On 26/04/12 12:45, Vsevolod Fedorov wrote:
>> Seva,
>>
>> I have also been using a url of
>> "http://localhost:8080/public/index.html" with your server and my recent
>> reports have been based on that. My apache server was not running. So my
>> test was strictly comparable with yours, apart from the operating system
>> (I presume you are running Linux).
>>
>> Phil
>>
> Yes, I use Linux.
> Hm. This is very strange.
> Can you show me your output from server.py?
>
> Seva
>
Seva,
First Test: server.py and index.py in same directory, index.html in
public sub-directory.
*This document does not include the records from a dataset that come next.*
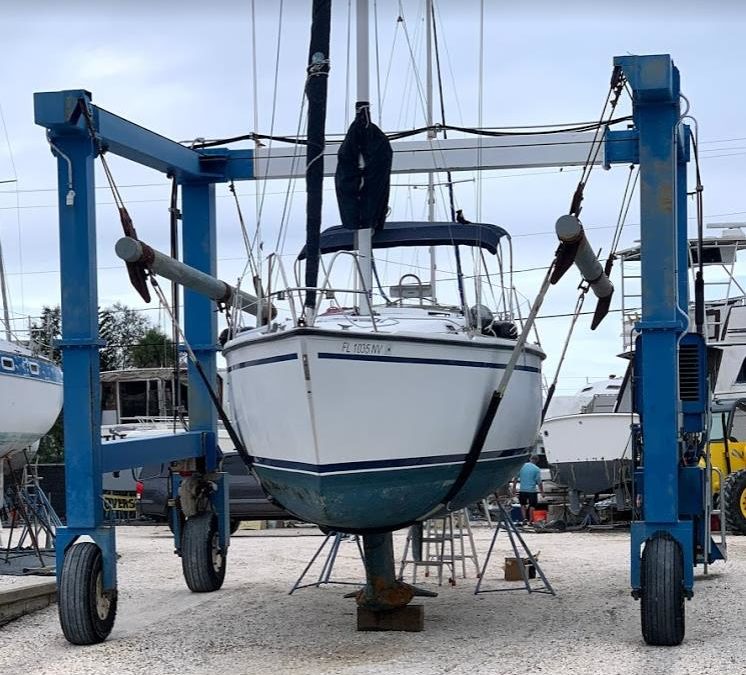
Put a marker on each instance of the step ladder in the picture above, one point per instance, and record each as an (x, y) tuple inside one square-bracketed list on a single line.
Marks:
[(444, 543), (520, 551), (326, 569)]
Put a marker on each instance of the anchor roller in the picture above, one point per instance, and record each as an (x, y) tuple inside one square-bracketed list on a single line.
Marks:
[(574, 248)]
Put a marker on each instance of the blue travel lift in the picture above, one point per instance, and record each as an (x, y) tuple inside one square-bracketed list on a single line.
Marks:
[(672, 532)]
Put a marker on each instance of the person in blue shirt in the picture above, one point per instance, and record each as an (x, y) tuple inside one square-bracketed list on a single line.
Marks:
[(529, 478)]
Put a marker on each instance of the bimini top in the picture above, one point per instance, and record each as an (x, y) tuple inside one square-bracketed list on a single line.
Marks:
[(410, 233)]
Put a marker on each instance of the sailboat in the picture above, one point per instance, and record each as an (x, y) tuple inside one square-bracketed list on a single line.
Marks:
[(370, 417), (30, 394)]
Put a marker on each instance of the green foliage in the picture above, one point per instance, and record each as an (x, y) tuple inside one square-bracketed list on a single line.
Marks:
[(131, 342), (45, 331), (121, 328), (153, 350)]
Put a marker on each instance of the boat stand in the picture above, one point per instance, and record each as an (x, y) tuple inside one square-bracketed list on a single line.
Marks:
[(520, 549), (29, 510), (326, 569)]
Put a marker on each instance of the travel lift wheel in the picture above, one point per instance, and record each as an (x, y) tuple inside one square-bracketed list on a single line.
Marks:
[(86, 612), (202, 561), (733, 501), (662, 591)]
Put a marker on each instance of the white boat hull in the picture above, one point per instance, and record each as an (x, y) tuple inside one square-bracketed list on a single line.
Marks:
[(590, 453), (30, 401), (362, 431)]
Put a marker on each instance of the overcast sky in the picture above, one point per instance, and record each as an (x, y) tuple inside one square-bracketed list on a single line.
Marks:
[(186, 70)]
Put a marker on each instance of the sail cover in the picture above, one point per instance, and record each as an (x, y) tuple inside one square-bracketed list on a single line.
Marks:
[(410, 233), (363, 173)]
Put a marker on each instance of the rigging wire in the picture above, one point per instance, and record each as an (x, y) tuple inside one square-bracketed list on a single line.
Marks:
[(449, 175), (260, 207), (378, 65), (5, 290)]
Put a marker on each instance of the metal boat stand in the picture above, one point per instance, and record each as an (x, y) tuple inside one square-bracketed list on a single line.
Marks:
[(505, 522), (331, 558)]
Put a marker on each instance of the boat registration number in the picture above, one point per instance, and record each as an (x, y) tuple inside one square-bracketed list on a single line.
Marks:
[(365, 348)]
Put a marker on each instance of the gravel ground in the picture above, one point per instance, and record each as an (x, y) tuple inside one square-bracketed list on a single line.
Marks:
[(253, 626)]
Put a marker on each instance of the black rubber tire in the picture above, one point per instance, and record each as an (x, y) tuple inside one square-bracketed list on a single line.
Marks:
[(86, 613), (733, 502), (662, 592), (202, 563), (170, 522)]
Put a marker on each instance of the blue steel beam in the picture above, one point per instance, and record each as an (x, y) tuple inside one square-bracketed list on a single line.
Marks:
[(199, 245), (663, 155), (131, 452), (655, 85), (80, 342), (58, 111)]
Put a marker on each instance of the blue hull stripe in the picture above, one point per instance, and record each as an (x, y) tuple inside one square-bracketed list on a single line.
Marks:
[(423, 361), (407, 462), (21, 367), (262, 362)]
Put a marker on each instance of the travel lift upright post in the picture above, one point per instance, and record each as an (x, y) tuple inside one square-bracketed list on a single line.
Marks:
[(87, 571), (671, 389)]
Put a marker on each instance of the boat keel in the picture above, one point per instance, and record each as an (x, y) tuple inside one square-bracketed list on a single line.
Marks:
[(383, 603)]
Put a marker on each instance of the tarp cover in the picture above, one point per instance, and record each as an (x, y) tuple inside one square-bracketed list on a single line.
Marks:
[(410, 233), (363, 191)]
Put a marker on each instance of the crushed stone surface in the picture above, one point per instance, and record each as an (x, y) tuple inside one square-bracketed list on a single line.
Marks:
[(253, 626)]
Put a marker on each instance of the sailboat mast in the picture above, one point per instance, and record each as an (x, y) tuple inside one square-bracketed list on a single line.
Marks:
[(4, 292), (364, 236), (430, 134), (316, 88)]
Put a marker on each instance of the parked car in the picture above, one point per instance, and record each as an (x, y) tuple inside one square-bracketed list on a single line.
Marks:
[(247, 499)]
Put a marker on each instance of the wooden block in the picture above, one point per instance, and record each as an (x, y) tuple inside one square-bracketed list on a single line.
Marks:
[(410, 618)]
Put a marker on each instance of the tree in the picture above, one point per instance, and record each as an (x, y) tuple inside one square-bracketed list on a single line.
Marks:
[(154, 350), (46, 331), (131, 342), (122, 328)]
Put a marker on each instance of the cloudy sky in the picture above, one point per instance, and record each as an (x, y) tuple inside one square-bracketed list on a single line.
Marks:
[(187, 70)]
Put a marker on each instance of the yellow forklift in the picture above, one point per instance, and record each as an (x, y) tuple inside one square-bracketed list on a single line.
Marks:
[(727, 448)]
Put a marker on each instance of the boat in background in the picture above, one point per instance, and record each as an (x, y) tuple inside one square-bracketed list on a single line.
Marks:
[(363, 421), (590, 446), (30, 393), (590, 450), (30, 402)]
No images in public.
python server.py from a cmd window. python index.py from a separate cmd
window
Server output:
Deborah - - [26/Apr/2012 14:42:20] "GET /public/index.html HTTP/1.1" 200 -
Deborah - - [26/Apr/2012 14:42:20] code 404, message File not found
Deborah - - [26/Apr/2012 14:42:20] "GET /public/tree-closed.gif
HTTP/1.1" 404 -
The application displays as it should with tree-closed images and the
the branches can be opened and then display tree-open images.
Second Test: exactly as first test except the images are copied into the
public sub-directory.
Server Output:
Deborah - - [26/Apr/2012 14:57:01] "GET /public/index.html HTTP/1.1" 200 -
Deborah - - [26/Apr/2012 14:57:01] "GET /public/tree-closed.gif
HTTP/1.1" 200 -
The application behaves as expected, exactly like the first test.
I took note of your remark about TreeItem.imgSrc possibly being called
without a Tree object and traced the calls back to
TreeItem.updateState(). In the else: clause in that method imgSrc is
called twice for tree_closed.gif without a Tree object (presumably, once
for each branch. It seemed to me that these calls were probably
unnecessary and also likely to fail, so I inserted a test for the tree
object and continued only if the object existed. Somewhere around line
331 of TreeItem.py.
if self.tree:
DOM.setAttribute(self.imgElem, "src",
self.imgSrc("tree_closed.gif"))
Third Test: exactly as first test except imgSrc not called on
tree_closed.gif if not self.tree
Server Output:
Deborah - - [26/Apr/2012 5:11:10] "GET /public/index.html HTTP/1.1" 200 -
No HTTP for images! The application again behaves as it should.
Conclusion: The HTTP GETs for the images are caused by calling
TreeItem.imgSrc without a Tree object and are unnecessary. Probably
TreeItem.updateState() should test for valid Tree object in all its
branches because different initial tree structures might hit different
branches before the Tree is constructed.
It would be very interesting to hear whether doing that modification to
TreeItem.updateState() will fix the problem for you too.